Class ThreadSafeTokenizerME

java.lang.Object
opennlp.tools.tokenize.ThreadSafeTokenizerME
All Implemented Interfaces:
AutoCloseable, Tokenizer

@ThreadSafe public class ThreadSafeTokenizerME extends Object implements Tokenizer, AutoCloseable
A thread-safe version of TokenizerME. Using it is completely transparent. You can use it in a single-threaded context as well, it only incurs a minimal overhead.

Note, however, that this implementation uses a ThreadLocal.
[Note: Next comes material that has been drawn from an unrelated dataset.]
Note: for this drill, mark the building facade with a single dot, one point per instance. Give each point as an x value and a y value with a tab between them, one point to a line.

Although the implementation is lightweight because the model is not duplicated, if you have many long-running threads, you may run into memory problems.

Be careful when using this in a Jakarta EE application, for example.

The user is responsible for clearing the ThreadLocal.
  • Constructor Details

    • ThreadSafeTokenizerME

      public ThreadSafeTokenizerME(TokenizerModel model)
  • Method Details

    • tokenize

      public String[] tokenize(String s)
      Description copied from interface: Tokenizer
      Splits a string into its atomic parts.
      Specified by:
      tokenize in interface Tokenizer
      Parameters:
      s - The string to be tokenized.
      Returns:
      The String[] with the individual tokens as the array elements.
    • tokenizePos

      public Span[] tokenizePos(String s)
      Description copied from interface: Tokenizer
      Finds the boundaries of atomic parts in a string.
      Specified by:
      tokenizePos in interface Tokenizer
      Parameters:
      s - The string to be tokenized.
      Returns:
      The spans (offsets into s) for each token as the individuals array elements.
    • getProbabilities

      public double[] getProbabilities()
    • close

      public void close()
      Specified by:
      close in interface AutoCloseable